1. GET /api/v1/user: A test route. Returns "Hello World!"
2. POST /api/v1/user/auth/register: Registration route. Returns EmailAlreadyExistsException for a reused email. Otherwise, returns a ResponseEntity object with a status code 201.
3. POST /api/v1/user/auth/login: Returns IncorrectCredentialsException for wrong usernames/passwords. Otherwise, returns status code 200.

The following endpoints are secured through the security filter chain, and each request must have a valid bearer token in its 'Authentication' header:

1. POST /api/v1/user/profile-picture: Accepts a multipart file with a maximum size of 1MB for profile picture. Returns IOException for any processing operations, otherwise a status code 201.
2. GET /api/v1/user/profile-picture: Fetch user's profile picture. Returns IOException for any processing operations, otherwise a status code 200.

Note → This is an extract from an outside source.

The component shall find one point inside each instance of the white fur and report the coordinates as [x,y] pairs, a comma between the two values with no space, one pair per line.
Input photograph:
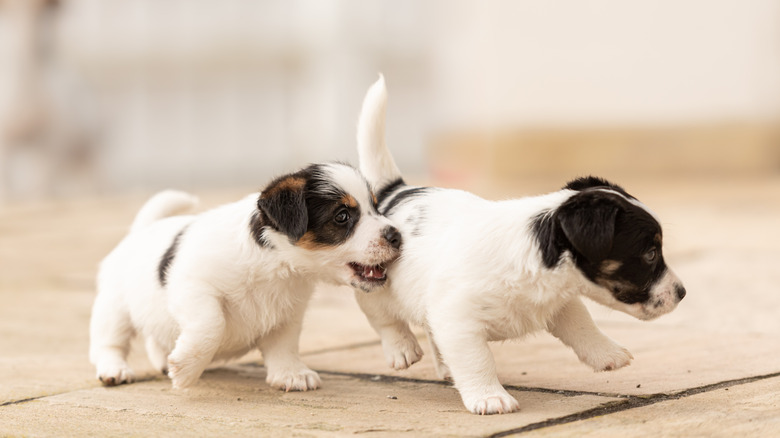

3. POST /api/v1/application/new: Accepts an ApplicationDto object. Creates a new application associated with the user fetched from the security context holder and returns a status code 201.
4. GET /api/v1/application/all/{pageNumber}: Returns a list of all applications of the specified page number, and if none found, returns an empty list. Note that the service function for this route is cached with Redis.
5. PUT /api/v1/application/edit/{applicationId}: Accepts the ID of the application to be edited as the path variable, and the application as the request body. If application isn't found, returns ApplicationNotFoundException, otherwise returns 201.
6. DELETE /api/v1/application/${applicationId}: Deletes an application with the specified ID. If application isn't found, returns ApplicationNotFoundException, otherwise returns 204.
7. GET /api/v1/application?company-name={name}: Finds all applications of the authenticated user whose company names start with the specified company name. Returns an empty list for no applications found, with status code 200.
8. GET /api/v1/application/social?page={}: Finds the most recent applications with the status "Applied" according to the page number. Returns 200.